Marijuana affects the cardiovascular system regardless of how it’s consumed, but smoke-free ingestion is the safest bet for someone at risk. Edibles, tinctures, and capsules are available, offering all the anticoagulant properties without the smoke inhalation. Just note that when consuming edibles, you must be very careful about your dosage. Because edibles are partially digested and metabolized by the liver, they are far more potent than smoked marijuana flower.

Making Sound Decisions Regarding Marijuana & Blood Thinners

To recap, medical marijuana has some blood-thinning properties, but it can be difficult to predict how it will fare when used alongside or in place of traditional blood thinners. If you’re thinking of using marijuana for its anticoagulant qualities:

  • Always do so under the supervision of a doctor
  • Be especially cautious if you have an existing heart condition
  • Avoid smoking if other consumption methods are available

Finally, note how marijuana affects your heart. If you notice palpitations, increased heartbeat, or other heart-related symptoms, see your doctor right away.

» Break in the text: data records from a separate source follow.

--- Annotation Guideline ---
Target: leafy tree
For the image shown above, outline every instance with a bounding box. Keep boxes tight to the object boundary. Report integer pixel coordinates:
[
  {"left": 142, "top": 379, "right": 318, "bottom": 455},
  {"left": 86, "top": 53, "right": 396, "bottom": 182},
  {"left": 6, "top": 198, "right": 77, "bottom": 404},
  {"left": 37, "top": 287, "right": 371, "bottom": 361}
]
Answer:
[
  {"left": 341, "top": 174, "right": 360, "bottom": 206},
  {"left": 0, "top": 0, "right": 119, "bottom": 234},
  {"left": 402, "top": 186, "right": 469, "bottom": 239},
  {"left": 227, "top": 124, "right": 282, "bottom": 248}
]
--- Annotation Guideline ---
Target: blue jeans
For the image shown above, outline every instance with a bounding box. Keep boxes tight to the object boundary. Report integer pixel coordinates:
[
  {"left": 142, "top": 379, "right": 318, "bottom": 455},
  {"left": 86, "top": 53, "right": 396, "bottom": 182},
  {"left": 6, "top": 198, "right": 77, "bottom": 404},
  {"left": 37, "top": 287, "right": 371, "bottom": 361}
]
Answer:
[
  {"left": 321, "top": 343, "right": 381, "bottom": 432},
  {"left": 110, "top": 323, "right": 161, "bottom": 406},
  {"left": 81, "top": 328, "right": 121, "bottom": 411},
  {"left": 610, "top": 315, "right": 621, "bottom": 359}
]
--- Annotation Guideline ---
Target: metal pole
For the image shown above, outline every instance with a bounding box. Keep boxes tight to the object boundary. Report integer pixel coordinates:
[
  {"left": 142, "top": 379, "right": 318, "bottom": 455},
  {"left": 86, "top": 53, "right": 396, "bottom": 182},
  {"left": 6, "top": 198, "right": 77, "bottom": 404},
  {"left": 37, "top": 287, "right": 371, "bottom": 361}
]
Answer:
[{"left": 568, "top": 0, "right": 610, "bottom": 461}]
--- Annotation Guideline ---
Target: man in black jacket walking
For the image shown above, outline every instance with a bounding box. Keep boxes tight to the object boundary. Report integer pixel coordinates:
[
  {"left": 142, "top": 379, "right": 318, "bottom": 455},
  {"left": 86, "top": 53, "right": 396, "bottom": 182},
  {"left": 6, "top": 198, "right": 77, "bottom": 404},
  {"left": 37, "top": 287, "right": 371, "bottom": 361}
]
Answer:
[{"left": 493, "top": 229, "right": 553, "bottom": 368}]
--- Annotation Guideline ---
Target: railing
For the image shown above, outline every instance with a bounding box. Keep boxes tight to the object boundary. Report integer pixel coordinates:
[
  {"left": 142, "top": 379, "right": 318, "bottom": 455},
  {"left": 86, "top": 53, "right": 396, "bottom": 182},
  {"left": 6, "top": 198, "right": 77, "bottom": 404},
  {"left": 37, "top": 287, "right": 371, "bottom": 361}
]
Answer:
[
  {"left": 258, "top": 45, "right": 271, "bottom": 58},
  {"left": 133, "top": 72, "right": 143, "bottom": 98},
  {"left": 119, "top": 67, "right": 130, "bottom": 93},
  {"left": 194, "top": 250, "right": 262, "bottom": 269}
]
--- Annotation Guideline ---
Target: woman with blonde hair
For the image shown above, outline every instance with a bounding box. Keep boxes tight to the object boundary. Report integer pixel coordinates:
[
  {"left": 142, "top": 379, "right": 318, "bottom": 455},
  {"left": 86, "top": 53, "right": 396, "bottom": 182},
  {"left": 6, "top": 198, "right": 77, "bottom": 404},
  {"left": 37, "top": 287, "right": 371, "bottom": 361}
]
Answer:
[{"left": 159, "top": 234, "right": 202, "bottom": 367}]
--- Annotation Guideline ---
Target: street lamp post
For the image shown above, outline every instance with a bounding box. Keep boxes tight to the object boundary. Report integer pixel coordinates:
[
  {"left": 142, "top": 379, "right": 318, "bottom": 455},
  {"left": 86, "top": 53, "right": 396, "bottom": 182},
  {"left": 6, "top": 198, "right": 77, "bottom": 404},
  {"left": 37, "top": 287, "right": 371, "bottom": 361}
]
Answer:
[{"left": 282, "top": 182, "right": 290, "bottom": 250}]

Green Health Docs has physicians located in states throughout the U.S. Our doctors can help you to make an informed decision as to whether medical marijuana might be right for you. Our doctors are authorized to provide medical marijuana certifications in their respective states, so you can register as a patient and discover the benefits for yourself. Depending on where you live, you might even be able to obtain your medical marijuana card online.

As long as you maintain professional supervision, follow your doctor’s advice, and watch out for any unusual symptoms, you should be able to consume safely whether you’re already on blood thinners or looking to preserve your cardiovascular health naturally.